Rencana Winter perlahan terbagi karena mulai sekarang dia harus membangun namanya dengan sangat kuat di antara banyak orang.
Menghancurkan para pembully adalah dengan cara membuat rasa iri mengusai jiwa mereka karena melihat Winter jauh lebih baik dari pada mereka yang menyedihkan.
Winter menyisir rambutnya dengan jari dan mengatur napasnya dengan perlahan. Gadis itu berbalik dan segera pergi hendak pergi ke kelasnya.
Baru beberapa langkah Winter berjalan, gadis itu berhenti di tempatnya dengan kepala sedikit menengadah melihat keberadaan Marvelo yang bersedekap di tengah tangga.
Pria itu berdiri dengan tegap, menatap Winter dengan tatapan tajam menyiratkan banyak peringatan. Bahkan keberadaanya di sana seakan tengah menunggu kedatangan Winter.
Alih-alih merasa takut, Winter menyeringai geli karena teringat kejadian kemarin.
Seketika Marvelo melangkah cepat setengah berlari menuruni tangga, Marvelo langsung menarik tangan Winter. “Ikut aku!.”
***
Tubuh Winter sedikit terhuyung ke belakang karena dorongan, Marvelo membawanya ke dalam ruangan lab yang tidak jauh dari keberadaan kelas mereka.
Sejak kemarin Marvelo sudah sangat gusar tidak tenang, dia benar-benar tidak habis pikir dengan apa yang di lakukan oleh Winter.
“Apa yang kau lakukan kemarin?.” Tanya Marvelo terdengar menuntut.
“Apa?. Kapan?.” Tanya balik Winter yang berpura-pura tidak tahu.

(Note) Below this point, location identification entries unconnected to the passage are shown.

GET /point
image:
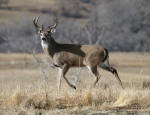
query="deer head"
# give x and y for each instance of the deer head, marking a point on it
(44, 34)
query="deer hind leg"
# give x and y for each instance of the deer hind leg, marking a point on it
(59, 78)
(95, 73)
(106, 66)
(64, 71)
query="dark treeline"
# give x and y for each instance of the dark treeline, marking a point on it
(119, 25)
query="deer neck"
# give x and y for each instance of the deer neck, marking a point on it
(49, 47)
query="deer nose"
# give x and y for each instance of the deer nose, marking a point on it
(44, 39)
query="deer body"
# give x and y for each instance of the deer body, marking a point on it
(65, 56)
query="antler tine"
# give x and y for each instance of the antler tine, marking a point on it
(55, 25)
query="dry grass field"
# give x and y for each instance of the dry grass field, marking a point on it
(23, 89)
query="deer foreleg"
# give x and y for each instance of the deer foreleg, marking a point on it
(64, 71)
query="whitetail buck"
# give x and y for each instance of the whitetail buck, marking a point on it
(65, 56)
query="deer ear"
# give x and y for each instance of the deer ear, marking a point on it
(53, 30)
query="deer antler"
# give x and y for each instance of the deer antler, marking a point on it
(35, 22)
(55, 25)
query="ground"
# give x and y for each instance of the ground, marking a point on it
(23, 89)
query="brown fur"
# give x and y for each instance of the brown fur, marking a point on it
(65, 56)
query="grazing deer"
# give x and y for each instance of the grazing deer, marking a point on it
(65, 56)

Rahang Marvelo mengeras, matanya yang berwarna biru itu menggelap, “Jangan berpura-pura Winter. Aku tahu itu kau, apa maumu sebenarnya?.” Tekan Marvelo seraya mendorong Winter hingga punggungnya menyentuh lemari.
Tubuh Winter yang hanya setinggi d**a Marvelo itu membuat dia mendongkakan kepalanya. Jarak mereka yang dekat membuat Winter dapat melihat Marvelo lebih dekat.
Pria itu fantastis!
Postur tubuhnya yang tinggi dan tegap sangat sempurna, wajahnya yang tampan dan terlihat mewah. Sangat tidak mengejutkan jika Marvelo menjadi salah satu anak yang paling terkenal di sekolah.
Namun sangat di sayangkan Marvelo sangat terlalu muda untuk jiwa Kimberly, pria itu hanya cocok menjadi adiknya.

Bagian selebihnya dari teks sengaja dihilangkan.